Selling Equities on Falling Oil Is Mistake, Goldman's Cohn Says

  • Says some investors are misreading oil supply and demand
  • Cohn sees opportunity in commodities markets, credit

Cohn: The Oil Market Is Rebalancing Now

Investors selling equities because oil prices are tumbling are making a mistake, Goldman Sachs Group Inc. President Gary Cohn said.

“People are confusing the supply-demand picture in oil,” Cohn said Friday in an interview on Bloomberg Television at the World Economic Forum in Davos. Many investors are concluding based on falling oil prices that consumption is declining and the global economy is slowing, Cohn said.

“I think that’s wrong,” he said, adding that crude prices have plunged because supply increased faster than demand. Demand for oil is still rising, though at a slow pace, Cohn said. “People who are selling equities based on lower oil prices have it wrong.”

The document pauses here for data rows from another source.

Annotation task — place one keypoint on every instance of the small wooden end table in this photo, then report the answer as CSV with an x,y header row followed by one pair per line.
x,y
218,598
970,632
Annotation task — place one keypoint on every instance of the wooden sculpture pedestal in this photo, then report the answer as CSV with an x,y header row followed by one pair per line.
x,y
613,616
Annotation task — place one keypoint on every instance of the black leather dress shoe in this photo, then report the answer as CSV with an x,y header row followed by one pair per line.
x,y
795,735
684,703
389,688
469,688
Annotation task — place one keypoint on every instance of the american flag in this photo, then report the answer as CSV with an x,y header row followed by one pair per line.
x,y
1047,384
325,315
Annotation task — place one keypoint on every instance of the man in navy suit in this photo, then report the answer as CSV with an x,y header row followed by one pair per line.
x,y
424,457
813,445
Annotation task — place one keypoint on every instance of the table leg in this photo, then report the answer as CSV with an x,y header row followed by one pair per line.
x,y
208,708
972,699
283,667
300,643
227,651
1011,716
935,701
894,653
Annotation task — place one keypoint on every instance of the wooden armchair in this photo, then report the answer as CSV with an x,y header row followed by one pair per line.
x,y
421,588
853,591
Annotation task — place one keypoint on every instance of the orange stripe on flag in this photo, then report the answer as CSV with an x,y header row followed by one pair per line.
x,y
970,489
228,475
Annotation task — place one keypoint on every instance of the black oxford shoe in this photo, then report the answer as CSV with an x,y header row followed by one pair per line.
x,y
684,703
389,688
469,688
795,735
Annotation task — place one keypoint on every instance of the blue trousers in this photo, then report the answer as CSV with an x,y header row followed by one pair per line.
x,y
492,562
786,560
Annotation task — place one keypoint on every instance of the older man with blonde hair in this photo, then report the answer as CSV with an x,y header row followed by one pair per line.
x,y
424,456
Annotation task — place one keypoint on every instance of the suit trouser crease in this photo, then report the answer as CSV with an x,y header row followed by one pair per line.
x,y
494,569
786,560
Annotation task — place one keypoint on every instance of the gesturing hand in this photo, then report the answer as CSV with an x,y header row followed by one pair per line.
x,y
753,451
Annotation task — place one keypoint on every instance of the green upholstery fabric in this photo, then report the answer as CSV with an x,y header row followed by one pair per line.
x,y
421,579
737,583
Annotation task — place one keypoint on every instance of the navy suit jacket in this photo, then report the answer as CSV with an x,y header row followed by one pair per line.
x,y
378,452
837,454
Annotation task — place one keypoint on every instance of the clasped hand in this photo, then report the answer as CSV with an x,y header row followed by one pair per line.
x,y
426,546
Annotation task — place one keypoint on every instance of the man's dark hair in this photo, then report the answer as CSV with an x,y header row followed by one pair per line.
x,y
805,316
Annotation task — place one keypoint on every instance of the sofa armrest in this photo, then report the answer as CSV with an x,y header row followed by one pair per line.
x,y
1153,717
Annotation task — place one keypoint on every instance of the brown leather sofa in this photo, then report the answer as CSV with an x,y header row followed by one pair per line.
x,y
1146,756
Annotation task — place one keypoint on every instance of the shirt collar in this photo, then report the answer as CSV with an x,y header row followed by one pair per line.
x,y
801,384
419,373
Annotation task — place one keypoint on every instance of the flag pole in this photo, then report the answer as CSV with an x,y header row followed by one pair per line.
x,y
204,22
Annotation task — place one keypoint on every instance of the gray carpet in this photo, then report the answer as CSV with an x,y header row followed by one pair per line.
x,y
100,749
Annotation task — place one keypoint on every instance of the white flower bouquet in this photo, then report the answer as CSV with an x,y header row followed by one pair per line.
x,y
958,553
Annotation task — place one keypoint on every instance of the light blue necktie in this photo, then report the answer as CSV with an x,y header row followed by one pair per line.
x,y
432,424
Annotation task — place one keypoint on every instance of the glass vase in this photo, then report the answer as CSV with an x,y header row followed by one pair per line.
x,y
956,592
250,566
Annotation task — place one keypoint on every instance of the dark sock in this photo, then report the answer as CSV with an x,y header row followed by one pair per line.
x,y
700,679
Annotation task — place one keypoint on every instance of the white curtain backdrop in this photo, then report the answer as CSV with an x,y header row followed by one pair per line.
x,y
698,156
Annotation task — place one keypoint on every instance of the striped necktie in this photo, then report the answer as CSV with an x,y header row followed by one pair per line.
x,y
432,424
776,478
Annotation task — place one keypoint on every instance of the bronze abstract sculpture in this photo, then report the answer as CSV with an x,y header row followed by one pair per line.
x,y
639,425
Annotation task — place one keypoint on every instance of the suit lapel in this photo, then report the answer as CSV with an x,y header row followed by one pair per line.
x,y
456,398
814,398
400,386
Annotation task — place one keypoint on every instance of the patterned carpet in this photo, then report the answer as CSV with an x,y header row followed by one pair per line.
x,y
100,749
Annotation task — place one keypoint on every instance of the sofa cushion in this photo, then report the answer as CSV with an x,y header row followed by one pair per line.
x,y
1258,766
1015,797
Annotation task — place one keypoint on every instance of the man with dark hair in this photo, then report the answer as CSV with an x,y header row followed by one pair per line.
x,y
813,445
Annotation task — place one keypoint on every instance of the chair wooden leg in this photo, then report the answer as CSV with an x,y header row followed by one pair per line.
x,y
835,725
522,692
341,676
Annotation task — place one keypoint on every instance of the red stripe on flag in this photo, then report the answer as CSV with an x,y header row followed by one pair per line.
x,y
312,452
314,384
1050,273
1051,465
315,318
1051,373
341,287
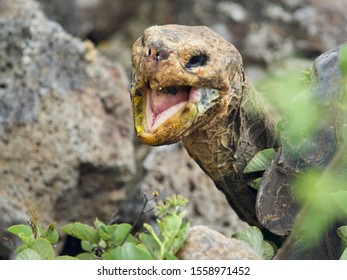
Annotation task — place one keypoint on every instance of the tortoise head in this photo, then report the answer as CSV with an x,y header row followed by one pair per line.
x,y
181,76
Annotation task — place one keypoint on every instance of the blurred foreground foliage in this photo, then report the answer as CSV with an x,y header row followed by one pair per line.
x,y
110,242
322,193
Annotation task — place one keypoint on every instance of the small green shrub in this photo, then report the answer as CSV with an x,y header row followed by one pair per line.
x,y
110,242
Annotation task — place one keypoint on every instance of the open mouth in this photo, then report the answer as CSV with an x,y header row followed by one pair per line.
x,y
163,103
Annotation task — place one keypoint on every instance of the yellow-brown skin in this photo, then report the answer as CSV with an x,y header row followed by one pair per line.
x,y
172,71
225,135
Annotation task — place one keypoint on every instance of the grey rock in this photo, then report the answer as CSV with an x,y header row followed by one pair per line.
x,y
204,243
169,170
65,123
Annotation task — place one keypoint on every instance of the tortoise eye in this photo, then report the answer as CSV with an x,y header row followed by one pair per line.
x,y
196,61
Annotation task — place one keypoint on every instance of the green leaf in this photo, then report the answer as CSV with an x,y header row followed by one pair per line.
x,y
87,256
28,240
344,255
255,184
21,229
43,248
102,229
343,60
342,233
169,227
177,241
340,198
255,239
151,244
120,233
28,254
128,251
87,246
260,161
52,236
169,256
65,258
21,248
82,231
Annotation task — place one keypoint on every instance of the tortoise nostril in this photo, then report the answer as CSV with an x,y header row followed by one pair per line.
x,y
152,53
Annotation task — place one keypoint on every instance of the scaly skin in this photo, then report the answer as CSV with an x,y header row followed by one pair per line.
x,y
223,127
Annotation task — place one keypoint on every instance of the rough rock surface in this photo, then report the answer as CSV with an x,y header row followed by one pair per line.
x,y
65,127
204,243
263,31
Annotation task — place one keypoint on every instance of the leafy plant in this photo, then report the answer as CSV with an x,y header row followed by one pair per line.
x,y
111,242
37,242
253,237
322,192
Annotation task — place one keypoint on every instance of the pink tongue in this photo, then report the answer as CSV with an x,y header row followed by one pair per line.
x,y
161,101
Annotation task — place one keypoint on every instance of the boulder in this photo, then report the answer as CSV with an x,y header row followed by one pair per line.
x,y
203,243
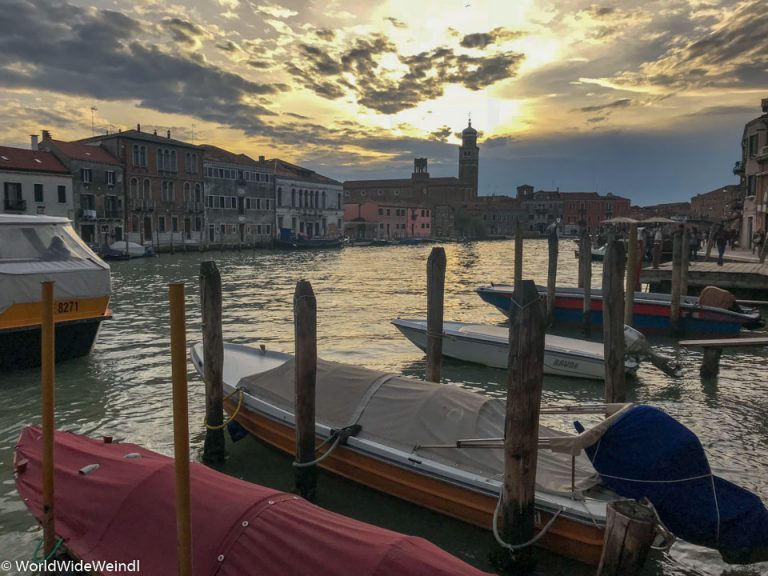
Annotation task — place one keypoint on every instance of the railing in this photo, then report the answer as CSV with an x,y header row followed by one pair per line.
x,y
16,204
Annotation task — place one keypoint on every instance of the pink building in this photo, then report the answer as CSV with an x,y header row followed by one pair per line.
x,y
386,221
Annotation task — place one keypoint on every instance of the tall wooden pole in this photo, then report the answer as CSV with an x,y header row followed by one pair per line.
x,y
613,321
47,381
180,429
435,297
552,274
521,426
685,256
214,447
633,264
518,253
585,254
305,328
677,262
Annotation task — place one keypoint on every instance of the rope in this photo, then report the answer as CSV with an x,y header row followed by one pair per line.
x,y
35,557
234,414
321,458
515,547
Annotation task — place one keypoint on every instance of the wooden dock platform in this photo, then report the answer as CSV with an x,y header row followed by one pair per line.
x,y
744,279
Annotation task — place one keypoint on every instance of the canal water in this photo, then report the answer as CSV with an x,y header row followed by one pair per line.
x,y
123,388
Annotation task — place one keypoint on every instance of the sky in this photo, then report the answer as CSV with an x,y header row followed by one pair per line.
x,y
643,99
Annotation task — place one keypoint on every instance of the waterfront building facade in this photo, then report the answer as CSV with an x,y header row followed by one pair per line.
x,y
386,221
164,187
753,172
307,204
239,199
97,188
35,182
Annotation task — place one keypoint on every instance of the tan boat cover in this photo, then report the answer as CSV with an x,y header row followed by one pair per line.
x,y
404,413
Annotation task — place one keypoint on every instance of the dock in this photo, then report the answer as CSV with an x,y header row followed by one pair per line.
x,y
743,279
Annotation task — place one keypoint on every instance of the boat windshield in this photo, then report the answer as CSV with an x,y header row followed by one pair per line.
x,y
35,242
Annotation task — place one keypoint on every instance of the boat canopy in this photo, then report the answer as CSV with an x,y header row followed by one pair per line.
x,y
37,249
404,414
115,503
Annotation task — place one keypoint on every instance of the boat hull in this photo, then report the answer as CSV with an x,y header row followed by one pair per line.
x,y
495,354
566,537
20,347
648,317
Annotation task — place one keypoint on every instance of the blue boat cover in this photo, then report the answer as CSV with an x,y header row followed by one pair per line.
x,y
649,454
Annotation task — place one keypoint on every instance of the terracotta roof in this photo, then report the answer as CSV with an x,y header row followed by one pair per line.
x,y
136,135
87,152
288,170
30,161
216,154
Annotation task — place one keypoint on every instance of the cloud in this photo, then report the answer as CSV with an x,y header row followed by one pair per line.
x,y
623,103
120,66
396,23
185,32
495,36
364,70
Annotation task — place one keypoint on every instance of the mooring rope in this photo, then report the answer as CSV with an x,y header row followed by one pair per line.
x,y
234,414
514,547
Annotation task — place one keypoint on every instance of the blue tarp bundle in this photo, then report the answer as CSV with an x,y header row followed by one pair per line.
x,y
648,454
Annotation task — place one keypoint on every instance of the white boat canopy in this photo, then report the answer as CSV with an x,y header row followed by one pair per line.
x,y
34,249
402,413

Oil prices have tumbled about 75 percent over the past 18 months amid a global supply glut and concern demand from China would decline as economic growth there slows. Stocks rose Friday and oil prices surged on speculation central banks around the world would boost stimulus efforts.

Separately, Cohn discussed markets that might have the best prospects in 2016.

“There’s great opportunity in commodities, I think there is great opportunity in credit,” Cohn said. Those are “the two markets that we’re talking about the most, and there is the most stress or distress. You want to be in the stressed or distressed markets.”